~ Sprout ~
Tendrils venturing beyond
Exposed and wanting.
Venturing out of the bubble, I found myself in the green house lovingly caring for plants that know nothing of the connection they have to rooting me in reality and taking my mind away from the self. Focusing on their care out of responsibility that I placed these seeds in the soil.
Of course my mind always draws parallels between things searching grasping and desiring to find the links. I’m not great at keeping them, this I know this I accept and when I can I force myself to be more than what I am capable of at a given time. I know the crash will come eventually and I try in vain to find ways to stop it and not fall completely into it. But I fail time and time again. Even with the knowledge that some of the moving parts are out of my control. Yet in our moments of uncertainty we beat ourselves the most brutally. What is that where does that self flagellation come from?

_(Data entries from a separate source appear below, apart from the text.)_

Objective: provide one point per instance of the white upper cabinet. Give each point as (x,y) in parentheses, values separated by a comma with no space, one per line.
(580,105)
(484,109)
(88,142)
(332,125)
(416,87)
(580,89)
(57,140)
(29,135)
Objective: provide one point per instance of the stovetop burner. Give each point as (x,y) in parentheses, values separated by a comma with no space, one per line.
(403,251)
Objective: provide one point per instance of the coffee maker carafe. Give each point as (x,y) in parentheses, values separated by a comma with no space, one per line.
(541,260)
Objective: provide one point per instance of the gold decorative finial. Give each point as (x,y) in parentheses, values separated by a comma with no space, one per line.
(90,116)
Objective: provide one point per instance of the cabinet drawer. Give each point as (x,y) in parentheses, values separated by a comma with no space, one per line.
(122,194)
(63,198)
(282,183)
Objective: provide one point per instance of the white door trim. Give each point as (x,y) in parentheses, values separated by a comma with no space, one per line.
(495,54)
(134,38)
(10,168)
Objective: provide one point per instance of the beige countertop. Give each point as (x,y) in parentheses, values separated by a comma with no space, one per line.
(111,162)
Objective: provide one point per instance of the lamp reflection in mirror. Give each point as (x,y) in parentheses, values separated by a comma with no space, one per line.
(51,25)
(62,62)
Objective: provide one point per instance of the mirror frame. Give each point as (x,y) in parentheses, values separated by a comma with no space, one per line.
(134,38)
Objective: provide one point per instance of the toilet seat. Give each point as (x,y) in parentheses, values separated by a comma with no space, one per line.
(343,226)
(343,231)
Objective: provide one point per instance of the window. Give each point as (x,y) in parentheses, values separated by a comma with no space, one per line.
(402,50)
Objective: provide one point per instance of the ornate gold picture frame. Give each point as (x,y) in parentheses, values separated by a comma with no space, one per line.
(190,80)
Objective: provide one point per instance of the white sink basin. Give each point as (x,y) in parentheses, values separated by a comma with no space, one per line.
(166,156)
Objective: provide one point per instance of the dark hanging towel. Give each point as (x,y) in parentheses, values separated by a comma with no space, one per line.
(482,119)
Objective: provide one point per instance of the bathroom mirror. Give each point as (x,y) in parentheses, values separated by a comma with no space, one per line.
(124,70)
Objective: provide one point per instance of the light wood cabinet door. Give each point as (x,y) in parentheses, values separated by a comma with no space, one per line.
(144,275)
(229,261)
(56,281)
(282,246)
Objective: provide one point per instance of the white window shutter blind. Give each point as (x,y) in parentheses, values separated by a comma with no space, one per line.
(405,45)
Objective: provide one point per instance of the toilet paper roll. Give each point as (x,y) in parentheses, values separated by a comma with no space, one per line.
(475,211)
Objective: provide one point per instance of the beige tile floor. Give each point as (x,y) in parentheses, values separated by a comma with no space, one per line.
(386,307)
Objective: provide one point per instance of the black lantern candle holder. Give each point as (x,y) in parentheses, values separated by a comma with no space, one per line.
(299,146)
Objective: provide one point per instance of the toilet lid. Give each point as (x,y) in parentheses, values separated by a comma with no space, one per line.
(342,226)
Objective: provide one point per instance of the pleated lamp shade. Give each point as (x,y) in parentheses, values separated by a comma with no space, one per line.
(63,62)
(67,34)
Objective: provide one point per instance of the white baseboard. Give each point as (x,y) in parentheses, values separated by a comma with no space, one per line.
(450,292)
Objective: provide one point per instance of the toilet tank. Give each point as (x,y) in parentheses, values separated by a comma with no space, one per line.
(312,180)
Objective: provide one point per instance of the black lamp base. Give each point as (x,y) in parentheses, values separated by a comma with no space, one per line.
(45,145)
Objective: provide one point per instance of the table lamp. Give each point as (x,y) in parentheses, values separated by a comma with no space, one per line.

Today I entered the greenhouse armed with a thermos of water, my portable art supplies, my phone, and the idea that I will water the plants first, I will tend to what needs to be tended. Afterwards sit down and just enjoy some silence, and then try sketching something anything. Give life to the blank arc staring in my direction starving for pencil to paper. I stared at all the little sprouts and just let the day flow. This is after all what life, and the world will continue to do in any and all circumstances whether we observe it or not. So taking a moment to breath and just enjoy the immediate moment I find myself in. Enjoy the fact that someone else is there that smiles at me and attempts constantly to wake me from my void of self. While battling their own issues as well. Appreciate digital connections I have made and that provide levity for me and the ability to focus on others. Extending tendrils out into this world, exposed nerves intercepting anything and everything, entangling with others, forming a chaotic network of existence and what it is today.